The Cleaner class in core/cleaner.py is responsible for taking the tensors outputted by the Parser above and normalizing the values. Normalization procedure, which we describe below, is different for each data type. For example, we z-score normalize each of the baseline features. Namely, for a baseline feature, b, we have normb = (b - mean(b)) / std(b). For the lab values, we utilize a slightly different normalization procedure. We normalize such that the value being >0 refers to an unhealthy lab. Specifically, we subtract the healthy maximum value and then multiply the lab by a scaling factor to map it to a reasonable range (<10).

Train/Test Split

The Splitter class in core/splitter.py is responsible for generating the train and test sets for the MMRF cohort. It also generates k folds (k specified by the user but generally we have used k=5) of the training data for k-fold cross validation. The split is balanced on the clinical outcome specified by the user above.

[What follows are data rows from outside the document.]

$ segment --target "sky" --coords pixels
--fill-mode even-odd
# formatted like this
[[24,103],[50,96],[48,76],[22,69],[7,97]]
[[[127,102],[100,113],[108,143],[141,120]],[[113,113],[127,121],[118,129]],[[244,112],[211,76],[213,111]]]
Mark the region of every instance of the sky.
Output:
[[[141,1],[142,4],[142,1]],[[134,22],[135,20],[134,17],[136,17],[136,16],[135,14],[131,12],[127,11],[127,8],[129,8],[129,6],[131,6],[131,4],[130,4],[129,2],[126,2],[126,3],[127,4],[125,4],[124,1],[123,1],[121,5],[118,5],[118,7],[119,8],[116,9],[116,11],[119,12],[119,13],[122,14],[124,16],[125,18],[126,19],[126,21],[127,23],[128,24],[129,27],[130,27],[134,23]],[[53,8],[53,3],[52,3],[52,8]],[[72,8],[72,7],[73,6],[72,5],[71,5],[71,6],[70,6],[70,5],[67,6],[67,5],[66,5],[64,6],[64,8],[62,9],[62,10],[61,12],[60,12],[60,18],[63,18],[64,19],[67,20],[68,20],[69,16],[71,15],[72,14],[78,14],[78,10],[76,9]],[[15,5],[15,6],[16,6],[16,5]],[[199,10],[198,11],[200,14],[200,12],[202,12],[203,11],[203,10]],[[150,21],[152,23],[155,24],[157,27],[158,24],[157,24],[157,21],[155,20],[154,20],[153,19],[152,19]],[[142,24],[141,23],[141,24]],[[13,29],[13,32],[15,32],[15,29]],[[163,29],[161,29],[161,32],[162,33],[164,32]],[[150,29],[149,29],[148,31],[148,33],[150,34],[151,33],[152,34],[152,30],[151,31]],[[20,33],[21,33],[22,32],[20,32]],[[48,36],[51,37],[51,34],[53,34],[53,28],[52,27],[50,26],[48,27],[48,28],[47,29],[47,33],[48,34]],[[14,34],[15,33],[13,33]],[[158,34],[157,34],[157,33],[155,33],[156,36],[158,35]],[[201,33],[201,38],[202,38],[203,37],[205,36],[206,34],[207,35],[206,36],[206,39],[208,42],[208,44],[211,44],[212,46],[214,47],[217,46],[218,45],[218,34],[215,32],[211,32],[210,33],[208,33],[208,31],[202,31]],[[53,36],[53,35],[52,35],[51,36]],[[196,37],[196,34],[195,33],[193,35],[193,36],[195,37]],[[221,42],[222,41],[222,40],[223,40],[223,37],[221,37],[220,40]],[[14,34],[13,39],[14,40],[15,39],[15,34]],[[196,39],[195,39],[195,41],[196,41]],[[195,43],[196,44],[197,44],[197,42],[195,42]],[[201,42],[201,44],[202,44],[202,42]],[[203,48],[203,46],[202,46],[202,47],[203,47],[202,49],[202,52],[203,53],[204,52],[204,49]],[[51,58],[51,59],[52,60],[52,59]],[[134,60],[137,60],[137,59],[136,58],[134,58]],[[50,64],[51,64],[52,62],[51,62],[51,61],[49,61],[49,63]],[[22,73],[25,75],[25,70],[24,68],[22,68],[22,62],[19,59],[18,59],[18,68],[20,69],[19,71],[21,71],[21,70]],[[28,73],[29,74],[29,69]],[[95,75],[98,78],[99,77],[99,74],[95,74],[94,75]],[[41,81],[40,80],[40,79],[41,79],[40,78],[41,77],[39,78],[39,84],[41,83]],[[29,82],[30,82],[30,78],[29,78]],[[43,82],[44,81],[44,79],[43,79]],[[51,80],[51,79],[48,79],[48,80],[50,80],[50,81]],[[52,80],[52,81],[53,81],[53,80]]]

Validation and Sanity Checks

The notebook, "3_SanityCheckData.ipynb", allows a user to see if the labs, treatments, and baseline data were processed correctly.

Data Files

There are three main non-genetic data files in CSV format that we use, which are included in the FlatFiles released by the MMRF:

  • MMRF_CoMMpass_IA15_PER_PATIENT.csv: Contains the baseline demographic (age, gender, race, and ethnicity) and cytogenetics (e.g. FISH results) for each patient. It also includes ISS stage.
  • MMRF_CoMMpass_IA15_PER_PATIENT_VISIT.csv: Contains the sequential lab values and other longitudinal information about each patient. Specifically, we are given the visit date, any labs collected during that visit, as well as symptoms and signs gathered from physical exam, patient history, and/or labs (e.g. fatigue, bone pain, hypercalcemia, etc.). We are also given quality of life survey data.
  • MMRF_CoMMpass_IA15_STAND_ALONE_TRTRESP.csv: Contains the longitudinal treatment information for each patient, including the therapy name and class, start and end days for each therapy, the line associated with the therapy, and the best response for each line.
  • MMRF_CoMMpass_{ia_version.upper()}a_E74GTF_Cufflinks_Gene_FPKM.txt: Contains the RNA-seq data for each patient.
  • GRCh37.p13_E92_mart_export.txt: Genome reference assembly file that doesn't come with the MMRF Study but that we provide. Can also be downloaded from here.

Each flat file is associated with a data dictionary upon download. Each dictionary has three relevant columns: name, which has the feature names, label, which contains a short description of the feature, and vartype, which details the type of feature (e.g. CHAR, NUM).